Why NVIDIA Nemotron 3 Nano-Omni pulls ahead
A few observations from the evaluation:
Tested from two angles — whole-video and chunk-level. We ran every model under both inference modes. NVIDIA Nemotron 3 Nano-Omni is the only backbone that holds the top spot in both, showing it handles global reasoning as well as fine-grained per-chunk reasoning.
Balanced performance across categories. F1 rewards consistency across all six SafeWatch categories, not just the common ones. NVIDIA Nemotron 3 Nano-Omni holds up on the harder, underrepresented categories (deceptive information, hateful content) where smaller multimodal models tend to degrade.

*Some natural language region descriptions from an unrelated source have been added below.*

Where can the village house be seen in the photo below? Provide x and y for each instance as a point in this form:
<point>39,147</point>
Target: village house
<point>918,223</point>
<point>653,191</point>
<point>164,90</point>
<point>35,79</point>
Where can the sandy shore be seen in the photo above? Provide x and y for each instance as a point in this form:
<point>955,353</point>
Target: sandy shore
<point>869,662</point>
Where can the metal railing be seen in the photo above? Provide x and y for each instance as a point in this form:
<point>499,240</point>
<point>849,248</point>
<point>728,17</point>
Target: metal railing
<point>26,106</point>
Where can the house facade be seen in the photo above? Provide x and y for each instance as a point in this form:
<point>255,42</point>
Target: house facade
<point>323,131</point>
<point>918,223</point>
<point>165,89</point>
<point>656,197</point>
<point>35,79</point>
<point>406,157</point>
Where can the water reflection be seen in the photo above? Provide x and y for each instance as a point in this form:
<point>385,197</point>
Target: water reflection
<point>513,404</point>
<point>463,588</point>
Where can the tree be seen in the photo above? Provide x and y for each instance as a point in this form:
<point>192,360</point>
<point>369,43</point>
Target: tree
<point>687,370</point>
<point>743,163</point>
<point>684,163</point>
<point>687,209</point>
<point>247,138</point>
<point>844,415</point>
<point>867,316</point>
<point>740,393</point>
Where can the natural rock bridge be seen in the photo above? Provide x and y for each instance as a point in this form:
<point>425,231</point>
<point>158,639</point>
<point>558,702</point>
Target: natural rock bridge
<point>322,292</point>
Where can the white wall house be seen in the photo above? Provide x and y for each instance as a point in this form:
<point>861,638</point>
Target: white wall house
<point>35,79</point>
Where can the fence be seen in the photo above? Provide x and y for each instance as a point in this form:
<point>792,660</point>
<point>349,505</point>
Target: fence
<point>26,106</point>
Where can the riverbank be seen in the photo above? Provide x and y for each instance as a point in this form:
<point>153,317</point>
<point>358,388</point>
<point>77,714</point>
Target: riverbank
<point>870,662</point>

Evaluated across three complementary benchmarks. Our evaluation surface spans in-distribution SafeWatch eval), pseudo-labeled test SafeWatch test), and an out-of-distribution stress test where harmful segments are injected into normal VideoMME clips. The top-line numbers shown above summarize the aggregate picture.
Takeaways
If you're building a video safety stack today, the choice of backbone matters a lot — and it matters more as you push toward fine-grained, temporally grounded classification. Our benchmark shows NVIDIA Nemotron 3 Nano-Omni to be the strongest open backbone for this setting, winning both at the whole-video level and after fine-grained decomposition.
We're continuing to push on post-training for even sharper temporal localization — but even before any fine-tuning, NVIDIA Nemotron 3 Nano-Omni already gives us the right foundation to build on.